Op here! I am not worried about this part, she is comfortable and close enough to tell me if its not a good idea and my initial response to staying longer has been positive. She would always have the final say and I wouldnt guilt her into anything. She lives about 50 min away from the hospital and they stay at a Ronald mcdonald house 3 days a week and then they come back home. Ive stayed at a hilton near her house or her house or the mcdonald house, it all depends and I am flexible and its the most unconcerning/easiest part of the logistics.
Anonymous
Anonymous wrote:Go for 2 weeks. A month seems too long and too burdensome on your own family


Start with two and be able extend if it makes sense.
Anonymous
Go see her in person. What you are hearing and intuiting may be correct, and she needs your hands on presence right now. Maybe she's fine, but you won't know for sure without seeing the situation first hand.
Anonymous
Anonymous wrote:
Anonymous wrote:I think you need to have a conversation with your sister about this before you do this. Are you planning on staying with her, does she want an extra person under her roof or will that stress her out more? Your intentions are obviously coming from a good place but you need to discuss this with her.
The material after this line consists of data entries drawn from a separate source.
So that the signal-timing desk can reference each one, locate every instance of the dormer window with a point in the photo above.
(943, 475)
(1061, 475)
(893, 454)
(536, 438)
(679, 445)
Op here! I am not worried about this part, she is comfortable and close enough to tell me if its not a good idea and my initial response to staying longer has been positive. She would always have the final say and I wouldnt guilt her into anything. She lives about 50 min away from the hospital and they stay at a Ronald mcdonald house 3 days a week and then they come back home. Ive stayed at a hilton near her house or her house or the mcdonald house, it all depends and I am flexible and its the most unconcerning/easiest part of the logistics.


It sounds like you have a good plan op and can make this work. I have a similar relationship with my sister and can see myself doing this (and it being the right call for both of us). I understand it wouldn’t in some families, but it sounds like it probably is for yours. Especially since you can make it work from a job perspective. I would do it.
Anonymous
Anonymous wrote:
Anonymous wrote:I think you need to have a conversation with your sister about this before you do this. Are you planning on staying with her, does she want an extra person under her roof or will that stress her out more? Your intentions are obviously coming from a good place but you need to discuss this with her.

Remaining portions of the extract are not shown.